Simplified In-Database Machine Learning with SAP HANA
SAP HANA 2.0 SPS02 introduces new predictive and machine learning procedures
SAP HANA provides native in-memory capabilities for predictive analytics and machine learning executing at unprecedented speeds directly inside the database. In combination with other advanced processing capabilities like spatial, text or graph analysis SAP HANA inherently enables multi-modal analysis scenarios.
The SAP HANA predictive analytics library (PAL) includes over 90 algorithms for scenarios like cluster analysis, outlier detection, classification and regression analysis, association analysis, link prediction and recommendation analysis along with many statistical and data preparation algorithms.
The use of the PAL allows you to bring and apply predictive and machine learning algorithms to where the data is stored; in contrast to standalone, dedicated machine learning platforms, where data first has to be copied and moved out of the database in order to gain and apply any value from advanced analytics.

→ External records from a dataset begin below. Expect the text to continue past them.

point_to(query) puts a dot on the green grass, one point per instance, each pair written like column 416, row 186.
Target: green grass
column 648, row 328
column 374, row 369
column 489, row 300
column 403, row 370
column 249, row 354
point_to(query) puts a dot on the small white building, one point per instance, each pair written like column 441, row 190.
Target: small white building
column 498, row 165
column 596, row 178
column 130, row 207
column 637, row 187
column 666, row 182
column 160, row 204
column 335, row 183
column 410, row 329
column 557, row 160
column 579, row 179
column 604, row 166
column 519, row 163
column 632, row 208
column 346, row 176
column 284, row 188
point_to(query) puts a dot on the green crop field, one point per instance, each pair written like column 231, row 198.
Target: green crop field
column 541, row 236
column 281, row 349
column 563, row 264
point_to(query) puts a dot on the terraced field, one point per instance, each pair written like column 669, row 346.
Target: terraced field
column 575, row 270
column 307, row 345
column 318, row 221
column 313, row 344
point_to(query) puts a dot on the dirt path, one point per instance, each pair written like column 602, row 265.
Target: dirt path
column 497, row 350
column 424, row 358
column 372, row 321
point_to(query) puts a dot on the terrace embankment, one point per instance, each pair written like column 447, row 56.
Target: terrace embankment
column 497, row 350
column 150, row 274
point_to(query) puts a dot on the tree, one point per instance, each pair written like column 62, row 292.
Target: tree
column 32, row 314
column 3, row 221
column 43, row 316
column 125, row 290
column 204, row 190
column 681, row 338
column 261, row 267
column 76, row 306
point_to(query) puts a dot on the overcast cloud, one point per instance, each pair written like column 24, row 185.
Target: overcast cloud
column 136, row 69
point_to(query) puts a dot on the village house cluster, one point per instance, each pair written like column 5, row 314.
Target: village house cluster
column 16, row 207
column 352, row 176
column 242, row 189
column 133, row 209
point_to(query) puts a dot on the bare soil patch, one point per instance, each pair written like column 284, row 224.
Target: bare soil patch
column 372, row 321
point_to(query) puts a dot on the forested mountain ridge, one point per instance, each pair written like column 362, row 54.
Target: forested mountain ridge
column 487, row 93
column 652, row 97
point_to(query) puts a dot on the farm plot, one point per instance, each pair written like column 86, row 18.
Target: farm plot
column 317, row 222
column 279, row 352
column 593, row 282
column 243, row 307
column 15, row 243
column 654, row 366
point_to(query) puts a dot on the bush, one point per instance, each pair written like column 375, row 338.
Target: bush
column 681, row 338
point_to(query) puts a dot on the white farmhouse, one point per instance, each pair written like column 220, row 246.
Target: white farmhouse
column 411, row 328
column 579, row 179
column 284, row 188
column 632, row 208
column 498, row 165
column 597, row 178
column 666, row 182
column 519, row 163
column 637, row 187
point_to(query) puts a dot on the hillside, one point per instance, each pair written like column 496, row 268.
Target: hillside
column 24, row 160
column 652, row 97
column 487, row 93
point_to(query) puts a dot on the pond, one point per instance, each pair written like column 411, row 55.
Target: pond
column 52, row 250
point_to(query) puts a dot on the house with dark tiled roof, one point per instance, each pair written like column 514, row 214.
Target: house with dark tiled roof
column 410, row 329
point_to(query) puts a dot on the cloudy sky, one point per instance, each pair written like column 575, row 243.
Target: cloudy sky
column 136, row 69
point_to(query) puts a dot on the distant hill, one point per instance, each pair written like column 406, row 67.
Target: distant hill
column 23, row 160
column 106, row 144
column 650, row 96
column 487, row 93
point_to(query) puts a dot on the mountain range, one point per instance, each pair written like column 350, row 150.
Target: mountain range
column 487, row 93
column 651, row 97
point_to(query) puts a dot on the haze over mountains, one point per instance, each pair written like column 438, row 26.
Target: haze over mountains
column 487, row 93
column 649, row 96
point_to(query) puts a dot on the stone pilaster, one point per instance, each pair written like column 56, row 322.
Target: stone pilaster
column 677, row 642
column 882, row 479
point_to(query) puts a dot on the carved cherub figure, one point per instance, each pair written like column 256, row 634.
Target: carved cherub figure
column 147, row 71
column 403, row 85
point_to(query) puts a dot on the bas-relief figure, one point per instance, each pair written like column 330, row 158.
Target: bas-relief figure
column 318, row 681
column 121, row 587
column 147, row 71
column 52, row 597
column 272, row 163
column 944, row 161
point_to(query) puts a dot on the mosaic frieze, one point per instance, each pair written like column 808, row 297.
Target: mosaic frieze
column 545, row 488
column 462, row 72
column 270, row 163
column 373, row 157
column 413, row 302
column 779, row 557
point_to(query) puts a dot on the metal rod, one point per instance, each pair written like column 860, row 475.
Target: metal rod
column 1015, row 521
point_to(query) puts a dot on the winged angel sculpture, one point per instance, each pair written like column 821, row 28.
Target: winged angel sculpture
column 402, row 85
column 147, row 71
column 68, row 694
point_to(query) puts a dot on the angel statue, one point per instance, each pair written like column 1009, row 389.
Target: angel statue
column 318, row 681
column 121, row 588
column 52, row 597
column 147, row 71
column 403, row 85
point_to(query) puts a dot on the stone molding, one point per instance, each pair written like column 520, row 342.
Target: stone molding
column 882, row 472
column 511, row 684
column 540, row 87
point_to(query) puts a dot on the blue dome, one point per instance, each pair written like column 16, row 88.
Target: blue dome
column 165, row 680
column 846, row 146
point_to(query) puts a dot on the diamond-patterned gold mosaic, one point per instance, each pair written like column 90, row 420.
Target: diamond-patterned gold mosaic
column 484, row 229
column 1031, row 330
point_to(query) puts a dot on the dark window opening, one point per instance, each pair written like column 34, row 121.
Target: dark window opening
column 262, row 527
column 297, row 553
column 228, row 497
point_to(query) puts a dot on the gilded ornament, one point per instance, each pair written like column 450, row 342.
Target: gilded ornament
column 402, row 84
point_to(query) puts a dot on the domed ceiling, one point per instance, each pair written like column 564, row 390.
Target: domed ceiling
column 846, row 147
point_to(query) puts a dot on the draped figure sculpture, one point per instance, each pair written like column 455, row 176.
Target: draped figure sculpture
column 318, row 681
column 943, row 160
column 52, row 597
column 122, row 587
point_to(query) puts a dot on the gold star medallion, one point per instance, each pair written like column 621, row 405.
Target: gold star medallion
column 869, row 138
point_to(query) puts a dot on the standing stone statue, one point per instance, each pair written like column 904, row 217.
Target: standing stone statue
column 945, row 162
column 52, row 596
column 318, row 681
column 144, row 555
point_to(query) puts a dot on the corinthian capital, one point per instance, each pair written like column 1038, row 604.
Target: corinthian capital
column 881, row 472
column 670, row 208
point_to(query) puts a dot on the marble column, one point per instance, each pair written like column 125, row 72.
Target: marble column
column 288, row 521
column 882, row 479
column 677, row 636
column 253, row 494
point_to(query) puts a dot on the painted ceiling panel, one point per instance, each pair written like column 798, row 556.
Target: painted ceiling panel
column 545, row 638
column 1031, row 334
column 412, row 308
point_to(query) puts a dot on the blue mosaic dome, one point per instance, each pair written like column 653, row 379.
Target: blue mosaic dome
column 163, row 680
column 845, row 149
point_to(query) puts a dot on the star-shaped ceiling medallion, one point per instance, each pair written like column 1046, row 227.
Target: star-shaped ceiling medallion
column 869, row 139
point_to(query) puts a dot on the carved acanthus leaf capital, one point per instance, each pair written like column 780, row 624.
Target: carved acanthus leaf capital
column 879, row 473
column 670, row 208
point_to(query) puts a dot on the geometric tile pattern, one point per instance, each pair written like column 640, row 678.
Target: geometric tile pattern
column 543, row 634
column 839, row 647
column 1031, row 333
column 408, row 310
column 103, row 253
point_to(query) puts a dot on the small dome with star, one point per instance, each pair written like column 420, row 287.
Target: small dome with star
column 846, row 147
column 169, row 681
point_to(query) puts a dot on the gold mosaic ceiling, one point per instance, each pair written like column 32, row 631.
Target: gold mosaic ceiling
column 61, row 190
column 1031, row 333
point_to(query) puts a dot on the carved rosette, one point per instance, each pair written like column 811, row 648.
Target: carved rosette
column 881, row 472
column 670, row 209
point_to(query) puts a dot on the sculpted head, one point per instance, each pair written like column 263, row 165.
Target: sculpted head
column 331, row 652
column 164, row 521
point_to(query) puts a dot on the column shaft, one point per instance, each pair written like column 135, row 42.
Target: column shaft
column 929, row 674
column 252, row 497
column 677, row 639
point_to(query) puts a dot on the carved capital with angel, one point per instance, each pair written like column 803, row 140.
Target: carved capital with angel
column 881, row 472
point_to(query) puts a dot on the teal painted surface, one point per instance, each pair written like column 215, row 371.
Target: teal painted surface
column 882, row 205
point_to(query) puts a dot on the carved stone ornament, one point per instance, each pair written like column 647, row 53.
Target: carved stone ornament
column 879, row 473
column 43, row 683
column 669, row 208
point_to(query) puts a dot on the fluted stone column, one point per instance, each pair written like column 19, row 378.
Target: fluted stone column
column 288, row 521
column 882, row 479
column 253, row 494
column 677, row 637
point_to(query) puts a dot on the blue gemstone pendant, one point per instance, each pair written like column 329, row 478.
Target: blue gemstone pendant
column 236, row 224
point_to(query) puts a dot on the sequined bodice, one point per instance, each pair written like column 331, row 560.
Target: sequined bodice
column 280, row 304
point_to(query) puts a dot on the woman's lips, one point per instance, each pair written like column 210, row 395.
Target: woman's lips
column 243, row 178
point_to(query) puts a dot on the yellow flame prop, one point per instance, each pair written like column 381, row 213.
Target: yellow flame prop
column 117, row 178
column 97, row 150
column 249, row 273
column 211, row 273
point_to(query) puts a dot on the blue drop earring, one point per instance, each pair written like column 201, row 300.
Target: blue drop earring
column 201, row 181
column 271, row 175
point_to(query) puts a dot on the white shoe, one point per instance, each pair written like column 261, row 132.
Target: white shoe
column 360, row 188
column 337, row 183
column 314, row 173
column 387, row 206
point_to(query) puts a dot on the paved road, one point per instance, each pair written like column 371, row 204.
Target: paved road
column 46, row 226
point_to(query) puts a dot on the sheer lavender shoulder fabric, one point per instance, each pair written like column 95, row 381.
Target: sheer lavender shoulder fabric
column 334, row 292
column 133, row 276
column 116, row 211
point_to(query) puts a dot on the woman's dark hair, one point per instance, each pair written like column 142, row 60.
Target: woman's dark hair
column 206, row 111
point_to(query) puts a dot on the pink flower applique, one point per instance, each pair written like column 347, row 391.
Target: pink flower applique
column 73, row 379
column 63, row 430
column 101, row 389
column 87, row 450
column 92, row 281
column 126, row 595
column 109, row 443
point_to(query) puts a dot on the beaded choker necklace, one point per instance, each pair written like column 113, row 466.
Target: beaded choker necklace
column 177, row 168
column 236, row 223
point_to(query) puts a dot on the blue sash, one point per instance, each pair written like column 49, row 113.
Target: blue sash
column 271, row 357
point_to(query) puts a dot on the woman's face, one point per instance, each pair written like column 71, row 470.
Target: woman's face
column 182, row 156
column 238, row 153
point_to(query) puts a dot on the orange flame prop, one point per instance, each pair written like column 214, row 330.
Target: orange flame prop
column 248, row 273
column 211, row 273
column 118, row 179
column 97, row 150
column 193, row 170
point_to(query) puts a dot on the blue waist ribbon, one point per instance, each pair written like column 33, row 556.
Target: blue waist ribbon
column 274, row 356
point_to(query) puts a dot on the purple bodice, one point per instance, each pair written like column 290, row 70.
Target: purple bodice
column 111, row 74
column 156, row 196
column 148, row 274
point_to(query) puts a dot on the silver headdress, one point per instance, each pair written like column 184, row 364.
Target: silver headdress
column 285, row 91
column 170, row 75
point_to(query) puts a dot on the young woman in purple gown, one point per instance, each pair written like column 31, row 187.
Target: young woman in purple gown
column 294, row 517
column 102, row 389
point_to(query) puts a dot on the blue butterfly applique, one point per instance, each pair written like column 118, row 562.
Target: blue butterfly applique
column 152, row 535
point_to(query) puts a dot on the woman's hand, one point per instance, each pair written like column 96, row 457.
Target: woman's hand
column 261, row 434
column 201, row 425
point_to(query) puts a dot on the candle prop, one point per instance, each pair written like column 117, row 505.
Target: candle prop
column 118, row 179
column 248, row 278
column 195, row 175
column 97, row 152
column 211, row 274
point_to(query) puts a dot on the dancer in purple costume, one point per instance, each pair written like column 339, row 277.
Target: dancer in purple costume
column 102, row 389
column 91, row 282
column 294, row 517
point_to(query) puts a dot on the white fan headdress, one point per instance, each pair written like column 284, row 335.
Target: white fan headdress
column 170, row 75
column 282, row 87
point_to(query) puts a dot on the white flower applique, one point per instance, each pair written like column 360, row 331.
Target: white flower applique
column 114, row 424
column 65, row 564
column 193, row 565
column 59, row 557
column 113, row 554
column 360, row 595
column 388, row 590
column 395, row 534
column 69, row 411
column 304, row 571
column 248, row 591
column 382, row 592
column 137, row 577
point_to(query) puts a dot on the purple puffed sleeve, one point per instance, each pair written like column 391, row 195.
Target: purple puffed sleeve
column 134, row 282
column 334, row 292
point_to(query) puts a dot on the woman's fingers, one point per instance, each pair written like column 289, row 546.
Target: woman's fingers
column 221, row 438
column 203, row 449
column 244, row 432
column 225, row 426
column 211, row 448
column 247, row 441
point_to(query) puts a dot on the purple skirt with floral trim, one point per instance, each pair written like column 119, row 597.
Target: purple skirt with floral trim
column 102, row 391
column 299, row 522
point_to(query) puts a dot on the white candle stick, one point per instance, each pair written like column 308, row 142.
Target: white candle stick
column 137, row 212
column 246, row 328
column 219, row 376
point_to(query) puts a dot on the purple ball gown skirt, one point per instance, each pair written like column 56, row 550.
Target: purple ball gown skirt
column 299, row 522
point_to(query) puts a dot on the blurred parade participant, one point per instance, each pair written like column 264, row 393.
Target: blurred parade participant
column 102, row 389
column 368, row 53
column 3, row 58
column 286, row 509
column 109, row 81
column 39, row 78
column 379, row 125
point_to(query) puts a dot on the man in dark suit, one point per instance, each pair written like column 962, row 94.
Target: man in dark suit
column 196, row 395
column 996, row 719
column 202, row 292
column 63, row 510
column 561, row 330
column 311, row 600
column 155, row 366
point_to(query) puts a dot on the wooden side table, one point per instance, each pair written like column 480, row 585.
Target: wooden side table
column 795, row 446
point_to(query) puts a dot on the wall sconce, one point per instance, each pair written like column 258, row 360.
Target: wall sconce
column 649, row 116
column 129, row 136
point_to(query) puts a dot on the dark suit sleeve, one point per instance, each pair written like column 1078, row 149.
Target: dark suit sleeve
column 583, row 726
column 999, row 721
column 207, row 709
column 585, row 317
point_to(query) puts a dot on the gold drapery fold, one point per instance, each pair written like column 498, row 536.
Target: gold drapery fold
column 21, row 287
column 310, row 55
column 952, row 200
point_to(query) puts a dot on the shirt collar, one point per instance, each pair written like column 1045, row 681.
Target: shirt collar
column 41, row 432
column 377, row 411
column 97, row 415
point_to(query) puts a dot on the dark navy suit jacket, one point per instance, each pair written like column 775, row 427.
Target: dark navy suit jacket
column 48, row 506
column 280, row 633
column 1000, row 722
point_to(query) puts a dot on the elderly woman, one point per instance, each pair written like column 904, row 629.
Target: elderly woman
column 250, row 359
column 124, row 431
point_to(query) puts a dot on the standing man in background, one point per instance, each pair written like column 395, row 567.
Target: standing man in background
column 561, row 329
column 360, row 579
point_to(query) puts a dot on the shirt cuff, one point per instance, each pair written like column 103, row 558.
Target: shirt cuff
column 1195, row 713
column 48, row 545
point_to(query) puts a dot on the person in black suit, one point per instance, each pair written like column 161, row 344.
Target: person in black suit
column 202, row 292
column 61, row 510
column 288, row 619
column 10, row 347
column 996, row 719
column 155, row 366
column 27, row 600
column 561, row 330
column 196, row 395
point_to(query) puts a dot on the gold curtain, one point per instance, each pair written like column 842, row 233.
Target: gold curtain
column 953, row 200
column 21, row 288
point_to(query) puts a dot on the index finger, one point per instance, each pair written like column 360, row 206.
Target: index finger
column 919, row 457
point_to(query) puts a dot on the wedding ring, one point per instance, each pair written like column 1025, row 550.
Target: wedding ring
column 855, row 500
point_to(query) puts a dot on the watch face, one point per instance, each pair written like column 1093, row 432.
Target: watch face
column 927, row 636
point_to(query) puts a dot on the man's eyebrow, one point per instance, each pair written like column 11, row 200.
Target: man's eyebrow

You can then execute predictive analysis or apply predictions with trained models as a part of any database transactions, co-located with your application database-layer such as S/4HANA, BW on HANA or any other SAP- or custom application running on SAP HANA. With the use of PAL you can build and run smarter applications directly on SAP HANA.
The new release SAP HANA 2.0 SPS02 includes new algorithms and enhancements to existing functions within the predictive analytics library (see the updated documentation and roll-out sessions). Here I’d like to specifically highlight some key enhancements and new capabilities.
Highlight #1: The new PAL Procedures!
While business predictive specialists and data scientists often make use of tools like SAP Predictive Analytics to build expert predictive scenarios using the PAL algorithms in SAP HANA, database- and application developers prefer the script-based and graphical editors within the SAP WebIDE for SAP HANA. In previous releases, the script-based approach required a rather strict and tedious use of PAL functions along with well-prepared data structures and wrapper-procedures. In the past therefore programming with PAL hasn’t been perceived as really short and concise by the data scientist community.
With the new release of SAP HANA 2.0 SPS02, the script-based approach has been completely re-designed and simplified to allow a far more agile use and leverage the Predictive Analytics Library for developers and data scientists working directly on SAP HANA.
- For each PAL algorithm and function, there is a new generic use-procedure provided out of the box (within the _SYS_AFL schema).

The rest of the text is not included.